The changes will take effect on Monday 13 June 2022.
The rule changes include:
- Announcement of minimum offer consideration – When a potential offeror is publicly identified, it will have to disclose any minimum price, or particular form of consideration, that it is required to offer under Rules 6 or 11 of the Code, i.e. as a result of purchases already made (and to announce if, during an offer period, it triggers a requirement to offer a prescribed level or form of consideration).
- Mandatory offers – On a mandatory offer, the bidder and its concert parties will not be permitted to acquire additional interests in target shares in the 14 days before the unconditional date (or the expiry of an acceptance condition invocation notice).
- Chain principle – A mandatory offer is required under the so-called chain principle where a person (A) acquires control of a company (B) and in doing so also acquires or consolidates control of a second company (C).

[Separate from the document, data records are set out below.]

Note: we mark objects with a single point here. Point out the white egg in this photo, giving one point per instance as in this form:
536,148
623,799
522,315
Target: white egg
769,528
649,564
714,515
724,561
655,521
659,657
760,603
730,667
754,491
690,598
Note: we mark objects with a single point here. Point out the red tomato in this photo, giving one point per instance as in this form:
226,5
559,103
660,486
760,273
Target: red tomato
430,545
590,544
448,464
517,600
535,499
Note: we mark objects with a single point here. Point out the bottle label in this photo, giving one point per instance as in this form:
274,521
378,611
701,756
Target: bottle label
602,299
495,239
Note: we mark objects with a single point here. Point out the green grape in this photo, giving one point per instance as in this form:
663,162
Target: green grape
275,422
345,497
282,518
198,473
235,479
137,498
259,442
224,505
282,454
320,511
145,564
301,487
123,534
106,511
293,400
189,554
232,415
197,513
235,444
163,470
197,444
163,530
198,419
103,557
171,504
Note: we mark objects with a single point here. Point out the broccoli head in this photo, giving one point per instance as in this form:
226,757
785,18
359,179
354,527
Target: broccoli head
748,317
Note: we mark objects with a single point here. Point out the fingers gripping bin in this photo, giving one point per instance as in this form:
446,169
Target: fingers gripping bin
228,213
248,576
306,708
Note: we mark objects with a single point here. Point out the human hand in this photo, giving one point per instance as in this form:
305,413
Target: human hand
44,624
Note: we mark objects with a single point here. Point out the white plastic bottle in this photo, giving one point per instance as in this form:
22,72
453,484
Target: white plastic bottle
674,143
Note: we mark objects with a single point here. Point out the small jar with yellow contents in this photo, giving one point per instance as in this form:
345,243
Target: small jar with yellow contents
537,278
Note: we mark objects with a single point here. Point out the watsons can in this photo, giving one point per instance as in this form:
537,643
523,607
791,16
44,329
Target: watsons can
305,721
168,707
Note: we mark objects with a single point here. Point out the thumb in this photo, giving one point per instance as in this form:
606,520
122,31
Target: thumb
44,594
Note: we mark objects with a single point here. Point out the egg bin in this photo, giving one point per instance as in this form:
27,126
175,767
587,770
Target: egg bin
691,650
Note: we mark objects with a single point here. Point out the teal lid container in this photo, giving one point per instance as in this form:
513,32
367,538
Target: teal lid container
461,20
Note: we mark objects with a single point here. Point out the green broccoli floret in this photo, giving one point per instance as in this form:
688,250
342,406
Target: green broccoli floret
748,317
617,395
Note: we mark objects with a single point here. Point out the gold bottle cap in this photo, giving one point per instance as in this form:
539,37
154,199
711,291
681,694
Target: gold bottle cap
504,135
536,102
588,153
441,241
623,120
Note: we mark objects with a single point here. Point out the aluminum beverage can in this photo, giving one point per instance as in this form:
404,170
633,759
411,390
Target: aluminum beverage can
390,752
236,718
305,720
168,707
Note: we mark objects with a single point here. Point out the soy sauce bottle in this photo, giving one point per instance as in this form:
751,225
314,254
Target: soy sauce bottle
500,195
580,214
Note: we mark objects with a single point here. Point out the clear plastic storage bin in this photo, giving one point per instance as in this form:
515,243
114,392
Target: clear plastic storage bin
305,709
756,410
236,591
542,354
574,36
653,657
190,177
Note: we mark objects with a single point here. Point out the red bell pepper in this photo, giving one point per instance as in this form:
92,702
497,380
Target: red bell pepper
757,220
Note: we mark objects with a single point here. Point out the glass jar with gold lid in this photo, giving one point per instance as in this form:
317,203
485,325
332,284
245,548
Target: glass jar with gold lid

In that situation, A must make an offer for Company C if the interest in shares which Company B has in Company C is “significant” in relation to Company B. In determining the significance of Company C to Company B:
- the Panel will no longer look at whether securing control of Company C “might reasonably be considered to be a significant purpose” of A acquiring control of Company B; and
- Company C will be viewed as significant to Company B if it represents more than 30% of the value of Company B. This is a reduction from the current threshold of 50%.
- Restrictions following the lapsing of an offer or a no intention to bid statement – There are minor changes to the restrictions following an offer lapsing or a bidder announcing it will not make a firm offer and the circumstances in which a bidder will be allowed to make a new offer following such a statement.
- Purchases of target shares by a bidder during an offer period – The prohibition on a bidder and its concert parties acquiring target shares through an anonymous order book system, unless it can be established that the seller is not an exempt principal trader connected with the bidder, is being deleted. When the rule change comes into effect, the Panel Executive will publish a Practice Statement in relation to purchases of target shares by a bidder during an offer period.